Smart urban utility management using ML-based prediction of pipeline performance in the sustainable water supply network of Jamshedpur industrial city
摘要
Urban pipeline infrastructure plays a vital role in ensuring the operational efficiency and service reliability of modern utility systems, especially in industrial regions. While previous studies have focused primarily on pipe failure prediction, limited research has addressed the forecasting of key pipeline performance indicators such as velocity, pressure, and head loss within the context of infrastructure asset management.
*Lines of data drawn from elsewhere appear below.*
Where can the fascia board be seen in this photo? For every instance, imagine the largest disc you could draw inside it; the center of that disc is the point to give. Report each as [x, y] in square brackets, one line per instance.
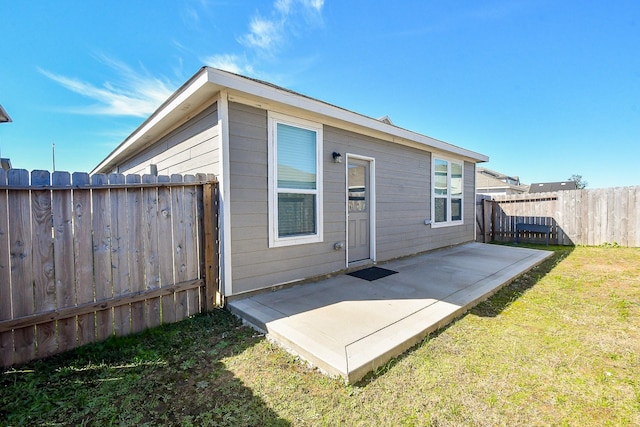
[177, 109]
[209, 81]
[274, 94]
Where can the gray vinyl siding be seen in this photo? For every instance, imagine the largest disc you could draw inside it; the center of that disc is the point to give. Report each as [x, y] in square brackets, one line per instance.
[192, 148]
[254, 264]
[403, 193]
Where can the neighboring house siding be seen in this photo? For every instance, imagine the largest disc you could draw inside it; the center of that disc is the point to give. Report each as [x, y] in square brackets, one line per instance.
[403, 203]
[192, 148]
[254, 264]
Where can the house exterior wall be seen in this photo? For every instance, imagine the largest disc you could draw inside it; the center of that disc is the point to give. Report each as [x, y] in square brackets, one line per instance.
[193, 147]
[403, 203]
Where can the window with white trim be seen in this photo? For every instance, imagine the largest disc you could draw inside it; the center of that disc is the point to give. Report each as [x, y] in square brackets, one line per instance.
[295, 181]
[447, 192]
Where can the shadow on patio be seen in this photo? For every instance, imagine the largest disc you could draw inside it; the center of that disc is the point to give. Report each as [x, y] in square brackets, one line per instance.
[347, 327]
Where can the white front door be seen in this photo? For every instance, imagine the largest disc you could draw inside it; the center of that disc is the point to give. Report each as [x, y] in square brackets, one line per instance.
[359, 210]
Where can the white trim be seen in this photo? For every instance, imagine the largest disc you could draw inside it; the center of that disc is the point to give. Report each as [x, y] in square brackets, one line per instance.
[372, 204]
[199, 90]
[224, 202]
[447, 223]
[274, 240]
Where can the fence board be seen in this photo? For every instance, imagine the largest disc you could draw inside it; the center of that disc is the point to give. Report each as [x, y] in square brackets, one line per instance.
[576, 217]
[151, 267]
[6, 338]
[20, 248]
[136, 250]
[120, 254]
[101, 220]
[179, 237]
[191, 249]
[43, 262]
[64, 264]
[83, 256]
[165, 249]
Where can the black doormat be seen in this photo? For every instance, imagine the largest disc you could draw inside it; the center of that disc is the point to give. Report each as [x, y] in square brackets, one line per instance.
[372, 273]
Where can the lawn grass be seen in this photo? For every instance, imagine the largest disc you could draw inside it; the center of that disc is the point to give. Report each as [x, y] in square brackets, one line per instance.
[559, 346]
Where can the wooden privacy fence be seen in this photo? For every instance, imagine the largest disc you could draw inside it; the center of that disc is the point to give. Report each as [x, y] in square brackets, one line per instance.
[576, 217]
[86, 258]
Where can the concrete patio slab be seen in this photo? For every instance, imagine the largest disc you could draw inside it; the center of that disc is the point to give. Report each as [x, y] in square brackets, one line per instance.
[347, 326]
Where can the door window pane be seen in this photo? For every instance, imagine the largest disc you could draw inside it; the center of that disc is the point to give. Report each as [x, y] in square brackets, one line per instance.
[357, 188]
[456, 209]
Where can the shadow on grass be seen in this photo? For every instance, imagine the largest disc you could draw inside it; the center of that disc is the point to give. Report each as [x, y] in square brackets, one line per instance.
[504, 297]
[170, 375]
[490, 307]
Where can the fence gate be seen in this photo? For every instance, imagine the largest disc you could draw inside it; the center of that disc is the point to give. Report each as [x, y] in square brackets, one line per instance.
[84, 258]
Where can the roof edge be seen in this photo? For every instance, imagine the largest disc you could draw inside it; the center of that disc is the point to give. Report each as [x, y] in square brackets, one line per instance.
[208, 81]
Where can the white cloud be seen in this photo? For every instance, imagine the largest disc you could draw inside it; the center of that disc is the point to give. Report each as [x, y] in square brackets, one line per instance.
[232, 63]
[134, 94]
[265, 34]
[268, 35]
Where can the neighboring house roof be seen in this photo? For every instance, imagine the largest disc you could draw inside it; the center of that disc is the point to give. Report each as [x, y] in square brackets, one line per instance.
[4, 117]
[546, 187]
[492, 182]
[206, 83]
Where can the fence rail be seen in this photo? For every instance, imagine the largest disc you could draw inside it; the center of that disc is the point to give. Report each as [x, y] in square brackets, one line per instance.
[575, 217]
[84, 258]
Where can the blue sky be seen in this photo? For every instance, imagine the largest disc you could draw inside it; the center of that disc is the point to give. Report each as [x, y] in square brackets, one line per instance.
[546, 89]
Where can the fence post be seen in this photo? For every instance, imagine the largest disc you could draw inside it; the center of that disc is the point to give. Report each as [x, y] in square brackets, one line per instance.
[213, 296]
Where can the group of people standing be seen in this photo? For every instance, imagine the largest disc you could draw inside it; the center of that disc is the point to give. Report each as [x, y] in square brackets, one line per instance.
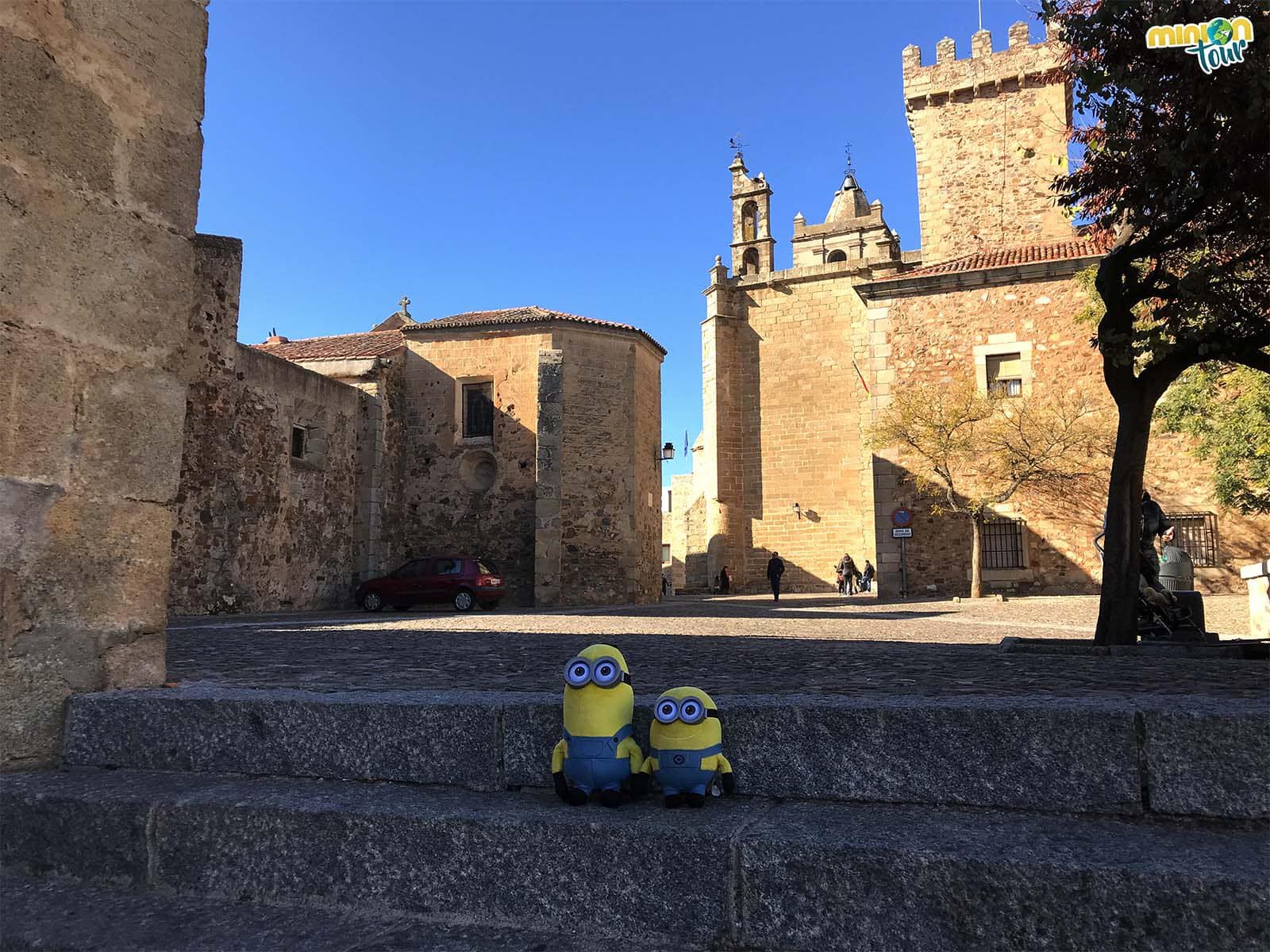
[852, 579]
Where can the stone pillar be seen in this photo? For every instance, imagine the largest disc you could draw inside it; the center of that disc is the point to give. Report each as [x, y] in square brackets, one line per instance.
[102, 152]
[1257, 579]
[546, 511]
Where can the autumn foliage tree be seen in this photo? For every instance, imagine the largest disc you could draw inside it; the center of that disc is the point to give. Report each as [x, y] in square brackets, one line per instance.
[1176, 173]
[1226, 412]
[969, 452]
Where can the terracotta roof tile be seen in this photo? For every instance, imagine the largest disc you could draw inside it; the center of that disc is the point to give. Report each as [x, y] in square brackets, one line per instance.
[521, 315]
[1010, 257]
[376, 343]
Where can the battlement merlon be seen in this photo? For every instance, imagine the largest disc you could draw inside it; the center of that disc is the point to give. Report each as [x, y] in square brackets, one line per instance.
[1035, 63]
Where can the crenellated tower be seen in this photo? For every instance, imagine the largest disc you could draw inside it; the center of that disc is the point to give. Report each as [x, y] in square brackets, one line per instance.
[752, 243]
[991, 136]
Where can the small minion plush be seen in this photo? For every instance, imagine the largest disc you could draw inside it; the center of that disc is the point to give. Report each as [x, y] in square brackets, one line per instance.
[597, 750]
[686, 747]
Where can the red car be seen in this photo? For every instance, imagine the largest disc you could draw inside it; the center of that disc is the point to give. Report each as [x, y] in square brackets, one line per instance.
[459, 581]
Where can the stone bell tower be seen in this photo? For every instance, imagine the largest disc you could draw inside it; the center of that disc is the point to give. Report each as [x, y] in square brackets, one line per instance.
[752, 243]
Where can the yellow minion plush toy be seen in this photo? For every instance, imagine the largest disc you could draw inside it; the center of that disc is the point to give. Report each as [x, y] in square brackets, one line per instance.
[686, 747]
[597, 752]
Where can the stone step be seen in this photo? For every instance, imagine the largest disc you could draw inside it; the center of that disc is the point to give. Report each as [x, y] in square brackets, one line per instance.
[1156, 754]
[737, 873]
[75, 917]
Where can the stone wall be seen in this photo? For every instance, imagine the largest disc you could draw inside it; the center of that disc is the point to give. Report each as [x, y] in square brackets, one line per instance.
[99, 168]
[991, 135]
[937, 336]
[610, 520]
[444, 494]
[258, 528]
[797, 432]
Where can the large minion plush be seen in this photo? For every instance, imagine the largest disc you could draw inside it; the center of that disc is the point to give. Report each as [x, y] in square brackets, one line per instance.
[597, 752]
[686, 747]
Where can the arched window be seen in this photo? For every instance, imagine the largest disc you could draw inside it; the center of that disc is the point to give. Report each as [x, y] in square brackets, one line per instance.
[749, 221]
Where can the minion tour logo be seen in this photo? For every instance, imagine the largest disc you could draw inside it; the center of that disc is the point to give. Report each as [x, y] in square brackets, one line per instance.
[1216, 44]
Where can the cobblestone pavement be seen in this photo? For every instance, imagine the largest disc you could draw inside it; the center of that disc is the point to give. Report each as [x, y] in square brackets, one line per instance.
[808, 644]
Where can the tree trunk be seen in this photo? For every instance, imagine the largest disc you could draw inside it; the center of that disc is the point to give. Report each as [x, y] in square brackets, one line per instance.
[1118, 605]
[976, 558]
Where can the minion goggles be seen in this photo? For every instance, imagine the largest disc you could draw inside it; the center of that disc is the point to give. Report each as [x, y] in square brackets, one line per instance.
[690, 710]
[603, 673]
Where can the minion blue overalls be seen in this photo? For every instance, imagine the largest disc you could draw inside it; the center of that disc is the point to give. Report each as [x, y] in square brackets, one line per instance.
[594, 765]
[679, 771]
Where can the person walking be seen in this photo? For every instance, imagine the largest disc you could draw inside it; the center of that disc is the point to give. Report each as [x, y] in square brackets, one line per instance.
[775, 570]
[724, 582]
[850, 574]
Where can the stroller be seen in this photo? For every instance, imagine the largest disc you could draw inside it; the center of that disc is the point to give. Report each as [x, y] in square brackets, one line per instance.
[1166, 616]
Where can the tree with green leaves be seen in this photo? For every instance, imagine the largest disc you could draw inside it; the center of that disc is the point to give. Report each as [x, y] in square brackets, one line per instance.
[969, 452]
[1226, 410]
[1176, 173]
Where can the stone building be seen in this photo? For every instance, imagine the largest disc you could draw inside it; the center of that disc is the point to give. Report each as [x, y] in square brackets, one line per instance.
[798, 362]
[524, 436]
[101, 155]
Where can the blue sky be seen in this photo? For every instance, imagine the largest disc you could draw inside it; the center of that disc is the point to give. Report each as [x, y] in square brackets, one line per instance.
[575, 156]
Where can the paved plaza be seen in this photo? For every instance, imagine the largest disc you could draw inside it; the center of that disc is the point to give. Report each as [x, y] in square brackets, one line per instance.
[806, 644]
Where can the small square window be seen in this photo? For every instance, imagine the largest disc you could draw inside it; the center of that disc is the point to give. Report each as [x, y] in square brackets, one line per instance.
[1195, 533]
[1001, 543]
[478, 409]
[1006, 374]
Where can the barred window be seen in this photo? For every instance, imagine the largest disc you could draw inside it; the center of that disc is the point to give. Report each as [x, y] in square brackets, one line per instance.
[1006, 374]
[479, 409]
[1195, 533]
[1001, 543]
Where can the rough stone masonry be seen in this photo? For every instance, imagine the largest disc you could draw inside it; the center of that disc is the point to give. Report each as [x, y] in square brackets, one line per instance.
[101, 154]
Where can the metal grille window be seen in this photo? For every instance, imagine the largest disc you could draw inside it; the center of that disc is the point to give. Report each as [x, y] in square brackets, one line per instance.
[1001, 543]
[1195, 533]
[1006, 374]
[479, 409]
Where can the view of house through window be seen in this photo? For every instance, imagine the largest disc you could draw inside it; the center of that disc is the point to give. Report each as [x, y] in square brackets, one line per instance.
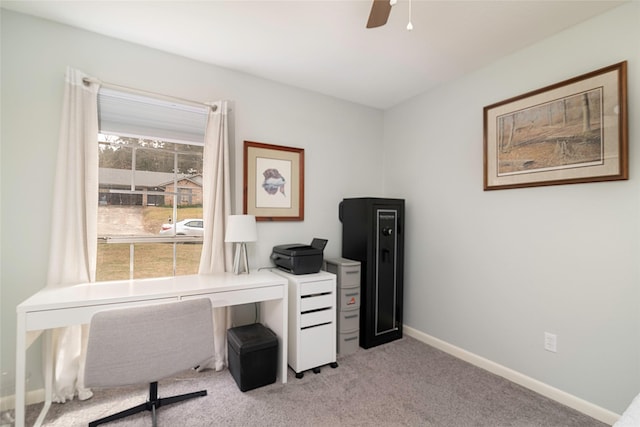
[150, 208]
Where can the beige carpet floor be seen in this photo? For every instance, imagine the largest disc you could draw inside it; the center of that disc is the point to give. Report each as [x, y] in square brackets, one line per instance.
[402, 383]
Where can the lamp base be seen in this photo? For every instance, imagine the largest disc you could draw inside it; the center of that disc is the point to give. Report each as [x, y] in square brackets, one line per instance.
[241, 252]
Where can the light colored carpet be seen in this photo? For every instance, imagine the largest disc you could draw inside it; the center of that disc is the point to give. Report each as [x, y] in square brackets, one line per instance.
[402, 383]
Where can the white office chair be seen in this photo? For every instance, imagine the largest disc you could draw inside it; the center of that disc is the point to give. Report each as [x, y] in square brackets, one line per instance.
[145, 344]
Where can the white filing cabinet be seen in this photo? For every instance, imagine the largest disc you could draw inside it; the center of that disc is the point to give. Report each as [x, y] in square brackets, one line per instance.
[312, 321]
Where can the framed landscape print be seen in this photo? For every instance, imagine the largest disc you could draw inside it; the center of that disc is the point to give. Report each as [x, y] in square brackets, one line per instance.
[273, 182]
[573, 131]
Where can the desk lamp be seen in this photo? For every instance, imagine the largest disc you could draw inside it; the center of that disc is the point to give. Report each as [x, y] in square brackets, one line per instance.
[241, 229]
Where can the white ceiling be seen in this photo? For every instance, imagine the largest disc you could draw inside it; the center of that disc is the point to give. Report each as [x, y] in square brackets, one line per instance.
[323, 45]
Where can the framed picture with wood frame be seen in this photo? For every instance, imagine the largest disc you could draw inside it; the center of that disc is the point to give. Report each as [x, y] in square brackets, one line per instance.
[571, 132]
[273, 182]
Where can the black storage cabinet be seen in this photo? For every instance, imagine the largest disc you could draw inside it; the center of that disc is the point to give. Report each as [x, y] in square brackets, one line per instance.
[253, 355]
[373, 233]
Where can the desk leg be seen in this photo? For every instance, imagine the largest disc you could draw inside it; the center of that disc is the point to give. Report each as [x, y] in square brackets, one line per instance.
[21, 369]
[275, 315]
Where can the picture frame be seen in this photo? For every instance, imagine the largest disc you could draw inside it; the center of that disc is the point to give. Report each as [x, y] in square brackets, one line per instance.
[574, 131]
[273, 182]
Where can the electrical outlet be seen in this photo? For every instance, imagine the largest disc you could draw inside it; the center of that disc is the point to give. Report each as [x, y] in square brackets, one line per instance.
[550, 342]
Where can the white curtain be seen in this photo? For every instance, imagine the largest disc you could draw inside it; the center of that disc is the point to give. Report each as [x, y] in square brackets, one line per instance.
[216, 207]
[74, 223]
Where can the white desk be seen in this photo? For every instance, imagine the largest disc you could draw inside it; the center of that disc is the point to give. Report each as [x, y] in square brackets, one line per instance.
[55, 307]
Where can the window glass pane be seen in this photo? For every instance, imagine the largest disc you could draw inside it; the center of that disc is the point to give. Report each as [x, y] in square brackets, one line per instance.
[153, 260]
[188, 258]
[113, 262]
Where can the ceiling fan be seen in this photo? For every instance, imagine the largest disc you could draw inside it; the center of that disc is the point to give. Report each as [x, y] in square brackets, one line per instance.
[380, 10]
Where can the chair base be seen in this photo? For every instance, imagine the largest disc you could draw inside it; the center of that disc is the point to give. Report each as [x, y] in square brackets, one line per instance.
[151, 405]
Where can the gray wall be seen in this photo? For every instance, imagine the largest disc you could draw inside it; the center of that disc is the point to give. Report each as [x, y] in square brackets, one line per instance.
[338, 137]
[490, 272]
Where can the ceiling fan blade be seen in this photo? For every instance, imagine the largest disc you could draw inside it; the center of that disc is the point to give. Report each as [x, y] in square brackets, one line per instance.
[379, 13]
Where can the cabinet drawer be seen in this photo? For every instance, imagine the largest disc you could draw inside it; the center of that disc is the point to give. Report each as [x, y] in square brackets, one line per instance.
[316, 318]
[316, 302]
[317, 347]
[348, 343]
[349, 299]
[349, 321]
[349, 276]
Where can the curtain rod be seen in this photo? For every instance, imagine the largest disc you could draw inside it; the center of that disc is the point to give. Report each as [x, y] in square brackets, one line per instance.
[211, 105]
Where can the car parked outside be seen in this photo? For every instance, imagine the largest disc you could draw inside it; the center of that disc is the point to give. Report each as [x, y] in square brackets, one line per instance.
[186, 227]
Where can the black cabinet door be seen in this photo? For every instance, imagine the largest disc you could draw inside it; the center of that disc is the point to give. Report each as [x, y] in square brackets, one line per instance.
[373, 234]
This study investigates the performance of advanced machine learning (ML) models, PSO-ANN, Genetic CNN, Quantum SVR, Fuzzy Logic Tree, and Bayesian GPR, in predicting three critical output variables: velocity, head loss, and pressure. A dataset comprising 91 instances with geometric and hydraulic descriptors was employed, and descriptive statistics revealed significant variability in flow-dependent parameters. SHAP-based sensitivity analysis highlighted elevation (0.9287) as the dominant factor for pressure prediction, while flow rate (0.4574) and diameter (0.2273) strongly influenced head loss. For velocity, flow rate (0.1139) emerged as the most influential, though other parameters also contributed, justifying their inclusion in the modeling framework. The models were trained using data from the Gadhra Water Distribution Network (District Metered Area-03) in East Singhbhum, Jamshedpur, India. Model evaluation was conducted using R², RMSE, MAE, and MAPE. Results demonstrated a clear performance hierarchy, with Bayesian GPR and Fuzzy Logic Tree exhibiting superior accuracy and stability (R² ≥ 0.98, RMSE ≤ 0.06, MAPE ≤ 0.13), whereas PSO-ANN and Genetic CNN showed relatively weaker performance. The near-perfect R² observed for Fuzzy Logic Tree reflects the small dataset size and its high capacity, highlighting that generalization may be limited in larger or unseen datasets. The analysis of regressor plots, residual distributions, and normalized accuracy matrices further validated these findings. Overall, the study establishes Bayesian GPR and Fuzzy Logic Tree as robust predictive tools for hydraulic modeling while acknowledging dataset constraints that may affect generalization.